In this study, I used expression data covering more tissues and employ new analytical methods to reexamine the correlations between gene expression and gene structure for two flowering plants, Arabidopsis thaliana and Oryza sativa. It is shown that, different aspects of expression pattern correlate with different parts of gene sequences in distinct ways. In detail, expression level is significantly negatively correlated with gene size, especially the size of non-coding regions, whereas expression breadth correlates with non-coding structural parameters positively and with coding region parameters negatively. Furthermore, the relationships between expression level and structural parameters seem to be non-linear, with the extremes of structural parameters possibly scale as power-laws or logrithmic functions of expression levels.
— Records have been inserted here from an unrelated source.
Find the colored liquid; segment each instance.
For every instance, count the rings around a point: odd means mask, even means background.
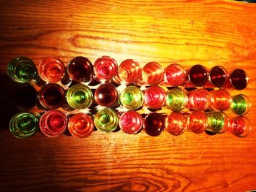
[[[163,80],[164,69],[156,62],[146,64],[142,69],[142,84],[157,85]]]
[[[187,107],[189,110],[205,111],[211,105],[211,96],[206,89],[197,89],[188,93],[189,102]]]
[[[195,111],[189,116],[188,129],[193,133],[203,133],[207,128],[207,117],[203,112]]]
[[[141,69],[139,63],[132,59],[127,59],[121,63],[118,69],[120,82],[135,82],[141,77]]]
[[[12,91],[12,103],[21,110],[32,108],[37,104],[37,92],[30,85],[22,85]]]
[[[117,63],[110,57],[102,56],[96,60],[94,72],[96,78],[99,81],[109,81],[117,74]]]
[[[37,113],[17,113],[10,121],[10,131],[17,138],[28,138],[37,131],[39,119]]]
[[[241,90],[247,86],[249,77],[246,72],[237,69],[231,72],[230,80],[235,89]]]
[[[237,115],[246,115],[251,108],[251,102],[247,96],[239,94],[233,97],[231,109]]]
[[[46,58],[39,64],[38,74],[45,82],[57,82],[65,74],[65,66],[59,58]]]
[[[120,101],[128,110],[137,110],[143,104],[143,93],[136,86],[128,86],[121,93]]]
[[[91,90],[86,85],[76,84],[67,93],[67,101],[74,109],[85,109],[91,106],[93,101]]]
[[[56,109],[64,102],[65,92],[57,84],[47,84],[39,92],[39,101],[46,109]]]
[[[91,115],[78,113],[71,117],[68,124],[69,133],[78,138],[85,138],[94,131],[94,120]]]
[[[247,136],[252,130],[252,124],[244,116],[238,116],[230,120],[232,133],[239,137]]]
[[[102,84],[97,88],[94,93],[96,102],[102,106],[111,107],[118,99],[116,87],[111,84]]]
[[[166,95],[166,105],[173,111],[181,111],[187,107],[187,93],[179,88],[171,89]]]
[[[143,126],[147,134],[158,136],[165,128],[164,118],[159,113],[151,113],[146,117]]]
[[[76,57],[67,66],[67,73],[71,79],[77,82],[89,82],[93,66],[91,61],[84,57]]]
[[[67,128],[67,117],[59,110],[49,110],[42,115],[39,127],[42,133],[48,137],[62,134]]]
[[[35,64],[26,57],[12,59],[8,64],[7,74],[11,80],[19,83],[35,84],[39,80]]]
[[[117,128],[118,118],[114,110],[105,108],[96,113],[94,122],[98,130],[104,132],[111,132]]]
[[[210,92],[212,97],[212,105],[215,109],[225,111],[230,107],[232,97],[225,89],[219,89]]]
[[[187,119],[181,113],[174,112],[165,119],[165,129],[173,135],[180,135],[187,128]]]
[[[203,66],[195,65],[190,68],[188,79],[195,86],[201,87],[208,81],[207,69]]]
[[[119,127],[126,134],[133,134],[140,131],[142,127],[142,118],[136,111],[124,112],[119,118]]]
[[[176,87],[182,85],[186,80],[186,71],[179,64],[170,64],[165,72],[165,84]]]
[[[217,88],[222,88],[228,80],[227,70],[220,66],[213,67],[210,71],[211,82]]]
[[[214,112],[207,114],[207,131],[221,134],[227,131],[230,123],[228,117],[223,112]]]
[[[157,85],[147,88],[144,94],[146,104],[151,109],[159,109],[165,102],[165,92]]]

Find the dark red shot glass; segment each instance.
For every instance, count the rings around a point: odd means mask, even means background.
[[[48,137],[56,137],[66,131],[67,116],[59,110],[49,110],[44,113],[39,120],[39,128],[42,133]]]
[[[144,120],[143,127],[150,136],[158,136],[165,128],[165,119],[160,113],[150,113]]]
[[[203,86],[208,80],[208,73],[202,65],[194,65],[188,72],[188,80],[196,87]]]
[[[215,66],[209,72],[210,82],[217,88],[227,85],[229,75],[227,70],[221,66]]]
[[[243,69],[236,69],[231,72],[230,81],[235,89],[241,90],[247,86],[249,77]]]
[[[118,69],[116,61],[109,56],[97,58],[94,65],[95,77],[100,82],[108,82],[112,80],[117,74]]]
[[[91,81],[92,72],[92,64],[85,57],[76,57],[67,65],[67,73],[69,77],[76,82]]]

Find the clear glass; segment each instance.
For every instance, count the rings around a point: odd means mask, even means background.
[[[68,123],[69,133],[77,138],[86,138],[94,131],[94,120],[90,115],[83,112],[72,115]]]

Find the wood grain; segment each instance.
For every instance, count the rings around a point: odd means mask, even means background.
[[[232,1],[0,1],[0,191],[245,191],[256,189],[256,131],[189,132],[157,137],[143,131],[94,131],[84,139],[19,140],[8,131],[15,110],[6,77],[8,61],[26,55],[37,64],[59,57],[110,55],[141,65],[177,62],[184,67],[243,68],[242,91],[256,126],[256,5]],[[233,115],[229,113],[230,115]]]

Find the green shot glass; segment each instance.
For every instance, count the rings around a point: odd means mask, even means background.
[[[112,132],[118,125],[118,118],[113,110],[105,108],[96,113],[94,122],[98,130],[104,132]]]
[[[85,109],[91,106],[93,101],[91,90],[83,84],[72,86],[66,95],[67,101],[74,109]]]
[[[38,113],[18,112],[10,121],[10,131],[17,138],[28,138],[37,131],[39,118],[40,115]]]
[[[8,64],[7,74],[12,80],[19,83],[35,84],[39,81],[34,63],[26,57],[13,58]]]

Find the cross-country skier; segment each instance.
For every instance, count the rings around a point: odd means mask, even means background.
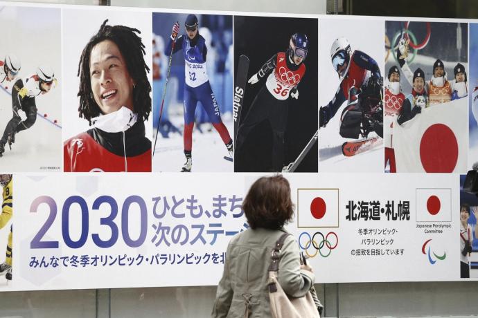
[[[247,135],[256,125],[268,120],[272,128],[272,170],[284,166],[284,134],[287,127],[289,98],[299,99],[297,86],[306,73],[303,64],[310,42],[303,33],[294,33],[285,53],[269,59],[248,82],[254,84],[267,77],[265,84],[254,98],[236,137],[236,151],[242,151]]]
[[[400,85],[400,71],[393,65],[389,70],[385,80],[384,121],[385,124],[385,167],[390,164],[390,172],[396,172],[393,150],[393,122],[402,109],[405,95]]]
[[[194,113],[198,102],[208,114],[209,120],[218,131],[222,142],[226,145],[231,158],[233,157],[233,143],[226,126],[221,120],[219,105],[211,88],[206,68],[207,47],[206,40],[199,34],[197,17],[189,15],[186,19],[184,26],[186,34],[178,36],[179,24],[172,26],[171,37],[164,53],[171,54],[172,44],[175,41],[172,54],[182,50],[184,57],[184,156],[186,162],[182,172],[191,172],[193,167],[193,129],[194,128]]]
[[[5,152],[7,142],[11,148],[17,133],[33,126],[37,120],[35,98],[49,92],[55,82],[51,68],[41,66],[37,68],[35,74],[15,82],[12,89],[13,117],[7,124],[0,140],[0,157]]]
[[[352,52],[348,40],[339,37],[332,44],[330,59],[334,70],[341,79],[335,95],[320,107],[319,126],[324,127],[335,115],[344,102],[348,104],[342,111],[339,133],[344,138],[356,139],[375,131],[383,135],[383,118],[380,92],[382,79],[378,64],[364,52]],[[358,95],[357,102],[355,102]],[[362,96],[361,96],[362,95]],[[360,97],[361,96],[361,97]],[[370,120],[364,120],[364,116]]]
[[[7,225],[13,212],[13,182],[11,174],[0,174],[0,186],[3,188],[1,214],[0,214],[0,229]],[[0,275],[5,275],[8,281],[12,280],[12,226],[10,227],[8,243],[7,243],[5,262],[0,264]]]
[[[14,80],[20,71],[21,64],[16,55],[9,54],[0,61],[0,85],[7,91],[12,91]]]

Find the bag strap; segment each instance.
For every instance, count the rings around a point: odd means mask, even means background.
[[[281,237],[279,237],[276,242],[276,245],[274,245],[271,255],[271,265],[269,265],[269,272],[278,271],[278,261],[281,250],[282,250],[282,247],[284,246],[284,241],[285,241],[285,238],[289,235],[292,234],[290,233],[284,233],[283,234],[281,235]]]

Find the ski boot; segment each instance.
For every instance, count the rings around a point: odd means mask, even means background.
[[[191,172],[191,168],[193,167],[193,158],[191,155],[186,156],[186,162],[183,165],[183,168],[181,169],[181,172]]]
[[[12,268],[12,266],[7,264],[6,262],[0,264],[0,275],[5,275],[8,274],[10,268]]]
[[[6,279],[7,281],[11,281],[12,280],[12,268],[11,268],[11,266],[10,268],[8,268],[8,270],[7,270],[7,273],[5,274],[5,278]]]
[[[13,131],[10,135],[8,135],[8,147],[10,147],[10,150],[12,150],[12,144],[15,143],[15,135],[16,134],[17,134],[17,131]]]
[[[229,151],[229,156],[231,158],[234,158],[234,147],[232,144],[232,140],[231,140],[230,142],[226,144],[226,148],[227,148],[227,151]]]

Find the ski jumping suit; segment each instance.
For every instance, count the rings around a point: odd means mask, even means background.
[[[93,128],[64,142],[65,172],[150,172],[151,142],[144,122],[138,120],[124,131]]]
[[[401,91],[395,95],[389,89],[385,88],[384,121],[385,127],[388,127],[385,133],[385,166],[389,161],[390,172],[397,171],[393,150],[393,123],[395,118],[400,115],[405,100],[405,95]]]
[[[355,87],[358,90],[365,85],[371,77],[379,79],[380,76],[380,70],[375,60],[362,51],[355,50],[334,98],[327,106],[320,109],[320,127],[324,127],[337,113],[344,102],[348,100],[351,88]],[[346,111],[346,109],[344,109],[344,111]]]
[[[35,97],[44,93],[39,88],[39,79],[37,75],[24,80],[19,79],[12,89],[12,107],[13,118],[8,122],[0,140],[3,144],[7,143],[8,135],[16,133],[33,126],[37,120],[37,105]],[[22,110],[26,114],[26,120],[21,121],[18,111]]]
[[[3,227],[12,218],[12,198],[13,198],[13,178],[3,187],[3,202],[1,205],[1,214],[0,214],[0,229]],[[8,243],[7,243],[7,252],[5,262],[12,265],[12,226],[10,227],[10,234],[8,234]]]
[[[171,54],[172,39],[169,42],[164,54]],[[197,102],[207,113],[209,120],[221,136],[224,144],[231,142],[231,136],[226,126],[221,120],[219,105],[215,100],[213,90],[209,84],[209,79],[206,70],[206,56],[207,48],[204,38],[200,35],[190,39],[186,35],[179,36],[176,39],[172,54],[183,50],[184,56],[184,151],[191,153],[193,149],[193,128],[194,127],[194,113]]]
[[[284,165],[284,134],[287,127],[289,95],[306,73],[303,63],[296,65],[288,53],[278,53],[271,57],[257,73],[259,79],[266,75],[265,85],[254,98],[244,121],[238,130],[236,150],[240,149],[252,129],[263,120],[272,128],[272,168],[281,171]]]

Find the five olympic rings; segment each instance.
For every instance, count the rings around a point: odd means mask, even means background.
[[[411,63],[415,58],[415,56],[416,55],[417,51],[418,50],[421,50],[423,48],[425,48],[427,44],[428,44],[428,42],[430,41],[430,37],[432,35],[432,27],[431,24],[430,22],[425,22],[425,26],[427,28],[427,35],[425,37],[425,39],[423,41],[422,41],[421,43],[418,43],[416,40],[416,37],[415,37],[415,35],[414,33],[411,32],[411,30],[409,29],[409,26],[410,25],[410,21],[407,21],[405,24],[405,28],[402,28],[402,30],[399,30],[397,31],[397,32],[393,36],[393,40],[391,41],[391,43],[390,42],[390,40],[389,39],[388,37],[385,35],[385,48],[387,48],[387,57],[385,58],[385,60],[387,60],[389,57],[389,54],[391,53],[390,50],[391,49],[392,51],[395,51],[395,50],[397,49],[398,47],[398,41],[399,39],[402,38],[402,37],[405,37],[407,39],[410,39],[410,48],[413,48],[413,55],[411,56],[411,58],[408,61],[409,63]],[[395,55],[394,52],[392,53],[392,56],[393,56],[393,58],[395,59],[396,62],[398,62],[397,61],[397,57]]]
[[[309,240],[307,241],[306,243],[306,246],[303,246],[302,244],[301,243],[301,238],[302,238],[303,235],[306,235],[309,237]],[[316,235],[320,235],[322,236],[322,241],[320,241],[320,243],[317,245],[317,242],[315,241],[315,236]],[[328,236],[330,235],[335,235],[335,244],[333,246],[332,244],[330,243],[330,241],[328,241]],[[322,257],[328,257],[328,256],[332,252],[332,250],[335,249],[337,247],[337,245],[339,243],[339,236],[337,236],[337,234],[334,232],[330,232],[326,235],[326,236],[324,236],[324,234],[320,232],[316,232],[314,233],[314,235],[310,236],[310,234],[306,232],[303,232],[301,235],[299,236],[299,246],[306,251],[306,254],[307,256],[309,257],[315,257],[317,253],[320,254],[320,255]],[[315,253],[313,254],[309,254],[308,252],[308,248],[310,246],[312,246],[315,249]],[[322,254],[322,249],[324,247],[326,246],[327,248],[328,248],[328,253],[326,254]]]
In plants, highly expressed genes are compact, especially in the non-coding regions. Broadly expressed genes tend to contain longer non-coding sequences, which may be necessary for complex regulations. In combination with previous studies about other plants and about animals, some common scenarios about the correlation between gene expression and gene structure begin to emerge. Based on the functional relationships between extreme values of structural characteristics and expression level, an effort was made to evaluate the relative effectiveness of the energy-cost hypothesis and the time-cost hypothesis.
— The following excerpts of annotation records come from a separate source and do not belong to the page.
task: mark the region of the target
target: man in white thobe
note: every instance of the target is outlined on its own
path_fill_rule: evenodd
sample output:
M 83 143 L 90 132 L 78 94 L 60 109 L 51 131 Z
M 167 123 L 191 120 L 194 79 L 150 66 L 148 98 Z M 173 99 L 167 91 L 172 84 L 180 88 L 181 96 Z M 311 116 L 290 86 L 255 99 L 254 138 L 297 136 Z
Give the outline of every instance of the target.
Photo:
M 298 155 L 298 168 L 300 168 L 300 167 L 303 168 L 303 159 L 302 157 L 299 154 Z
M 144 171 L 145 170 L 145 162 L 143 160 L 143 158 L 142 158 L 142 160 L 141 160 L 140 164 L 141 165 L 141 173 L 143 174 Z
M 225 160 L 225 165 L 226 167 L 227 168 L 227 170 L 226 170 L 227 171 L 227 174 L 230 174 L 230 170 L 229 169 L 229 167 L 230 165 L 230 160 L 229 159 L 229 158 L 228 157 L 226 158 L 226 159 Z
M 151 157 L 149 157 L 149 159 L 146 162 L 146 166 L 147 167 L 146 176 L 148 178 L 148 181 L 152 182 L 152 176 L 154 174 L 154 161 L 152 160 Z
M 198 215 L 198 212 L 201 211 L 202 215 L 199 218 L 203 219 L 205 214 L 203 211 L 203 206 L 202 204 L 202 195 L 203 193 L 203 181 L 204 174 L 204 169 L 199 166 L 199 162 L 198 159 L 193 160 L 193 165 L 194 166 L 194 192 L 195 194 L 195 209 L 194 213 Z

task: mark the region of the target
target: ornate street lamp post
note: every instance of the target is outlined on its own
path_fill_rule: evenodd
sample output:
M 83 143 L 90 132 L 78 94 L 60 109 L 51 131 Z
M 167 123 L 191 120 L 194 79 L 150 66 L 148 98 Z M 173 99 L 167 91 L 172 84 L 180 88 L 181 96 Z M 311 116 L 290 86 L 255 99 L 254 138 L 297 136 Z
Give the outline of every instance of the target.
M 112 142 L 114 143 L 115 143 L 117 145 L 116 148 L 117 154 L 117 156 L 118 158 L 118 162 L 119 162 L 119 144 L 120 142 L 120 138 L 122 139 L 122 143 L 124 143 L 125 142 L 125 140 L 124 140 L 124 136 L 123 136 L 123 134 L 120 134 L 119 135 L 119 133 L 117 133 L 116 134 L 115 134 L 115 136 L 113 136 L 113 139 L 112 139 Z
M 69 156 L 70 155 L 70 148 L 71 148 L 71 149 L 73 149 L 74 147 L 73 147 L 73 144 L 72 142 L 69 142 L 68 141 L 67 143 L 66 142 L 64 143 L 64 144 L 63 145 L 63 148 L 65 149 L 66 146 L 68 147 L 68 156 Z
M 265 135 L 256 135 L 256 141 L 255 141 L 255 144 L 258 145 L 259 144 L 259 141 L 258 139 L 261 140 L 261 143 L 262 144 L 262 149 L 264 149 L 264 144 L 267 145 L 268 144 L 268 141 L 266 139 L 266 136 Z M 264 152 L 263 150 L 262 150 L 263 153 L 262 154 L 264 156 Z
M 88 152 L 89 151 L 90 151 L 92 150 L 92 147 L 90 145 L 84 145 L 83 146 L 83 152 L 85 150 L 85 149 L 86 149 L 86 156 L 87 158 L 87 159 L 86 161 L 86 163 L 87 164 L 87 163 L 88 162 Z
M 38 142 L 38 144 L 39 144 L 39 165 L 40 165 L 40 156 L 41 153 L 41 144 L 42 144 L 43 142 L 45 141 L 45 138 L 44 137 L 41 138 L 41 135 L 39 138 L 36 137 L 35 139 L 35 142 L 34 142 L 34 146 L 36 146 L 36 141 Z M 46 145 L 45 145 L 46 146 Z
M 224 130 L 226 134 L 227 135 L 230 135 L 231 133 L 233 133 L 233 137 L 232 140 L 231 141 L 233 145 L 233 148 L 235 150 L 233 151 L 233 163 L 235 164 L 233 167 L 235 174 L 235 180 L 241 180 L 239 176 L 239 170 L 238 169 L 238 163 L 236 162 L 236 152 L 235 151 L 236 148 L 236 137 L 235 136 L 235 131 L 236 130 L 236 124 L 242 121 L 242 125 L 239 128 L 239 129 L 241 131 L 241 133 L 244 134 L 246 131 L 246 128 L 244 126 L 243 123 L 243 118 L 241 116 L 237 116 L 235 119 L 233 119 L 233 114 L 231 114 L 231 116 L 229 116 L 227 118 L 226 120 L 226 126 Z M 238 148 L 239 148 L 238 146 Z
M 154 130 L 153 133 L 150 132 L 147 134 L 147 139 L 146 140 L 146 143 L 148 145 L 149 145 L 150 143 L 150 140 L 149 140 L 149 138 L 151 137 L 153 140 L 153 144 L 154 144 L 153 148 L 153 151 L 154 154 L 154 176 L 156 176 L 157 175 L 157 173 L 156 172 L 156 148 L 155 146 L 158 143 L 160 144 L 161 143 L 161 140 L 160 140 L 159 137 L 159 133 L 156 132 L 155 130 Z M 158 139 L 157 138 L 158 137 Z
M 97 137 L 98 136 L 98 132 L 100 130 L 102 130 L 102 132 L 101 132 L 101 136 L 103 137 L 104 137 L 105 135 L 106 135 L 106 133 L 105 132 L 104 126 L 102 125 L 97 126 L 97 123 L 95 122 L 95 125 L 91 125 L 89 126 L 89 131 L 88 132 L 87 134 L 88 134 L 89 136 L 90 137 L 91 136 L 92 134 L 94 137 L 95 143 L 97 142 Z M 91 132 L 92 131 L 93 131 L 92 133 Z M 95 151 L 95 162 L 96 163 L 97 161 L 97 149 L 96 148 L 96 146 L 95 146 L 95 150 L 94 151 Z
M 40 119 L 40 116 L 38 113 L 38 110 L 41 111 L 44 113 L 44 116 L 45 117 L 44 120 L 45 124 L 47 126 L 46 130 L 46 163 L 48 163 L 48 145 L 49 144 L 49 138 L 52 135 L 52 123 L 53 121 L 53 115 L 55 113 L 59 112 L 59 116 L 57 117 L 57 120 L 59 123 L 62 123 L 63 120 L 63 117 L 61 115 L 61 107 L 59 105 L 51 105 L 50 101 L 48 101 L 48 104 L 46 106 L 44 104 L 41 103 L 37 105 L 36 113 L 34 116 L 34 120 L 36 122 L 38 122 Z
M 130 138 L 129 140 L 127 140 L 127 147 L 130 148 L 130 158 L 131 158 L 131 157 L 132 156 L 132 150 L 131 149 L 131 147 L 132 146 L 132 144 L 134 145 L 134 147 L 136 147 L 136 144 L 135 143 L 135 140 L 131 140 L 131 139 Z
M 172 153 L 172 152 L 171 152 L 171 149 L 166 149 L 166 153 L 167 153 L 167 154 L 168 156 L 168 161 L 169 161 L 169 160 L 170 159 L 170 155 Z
人类中高度/广泛表达的基因的紧凑性被解释为效率选择、区域突变偏向或基因组设计。然而,开花植物中的高度表达基因比低度表达基因的紧凑性要低。另一方面,也有相反的事实记录,即花粉表达的拟南芥基因往往含有较短的内含子,而高度表达的苔藓基因则是紧凑的。这个问题很重要,因为它提供了一个机会来比较基因组进化的选择论和中性论观点。此外,这个问题还有助于从基因表达的角度了解内含子的命运。
在这项研究中,我使用了涵盖更多组织的表达数据,并采用新的分析方法,重新检查了两个开花植物,拟南芥和水稻,基因表达与基因结构之间的相关性。结果表明,不同的表达模式与基因序列的不同部分以不同的方式相关。具体而言,表达水平与基因大小,特别是非编码区的大小显著负相关,而表达广度与非编码结构参数呈正相关,与编码区参数呈负相关。此外,表达水平和结构参数之间的关系似乎是非线性的,结构参数的极值可能以幂律或对数函数的形式随表达水平变化。
在植物中,高度表达的基因是紧凑的,特别是在非编码区。广泛表达的基因往往含有更长的非编码序列,这可能是复杂调控所必需的。结合之前关于其他植物和动物的研究,基因表达和基因结构之间的相关性开始出现一些共同的情况。基于结构特征极值与表达水平之间的功能关系,我们努力评估能量成本假说和时间成本假说的相对有效性。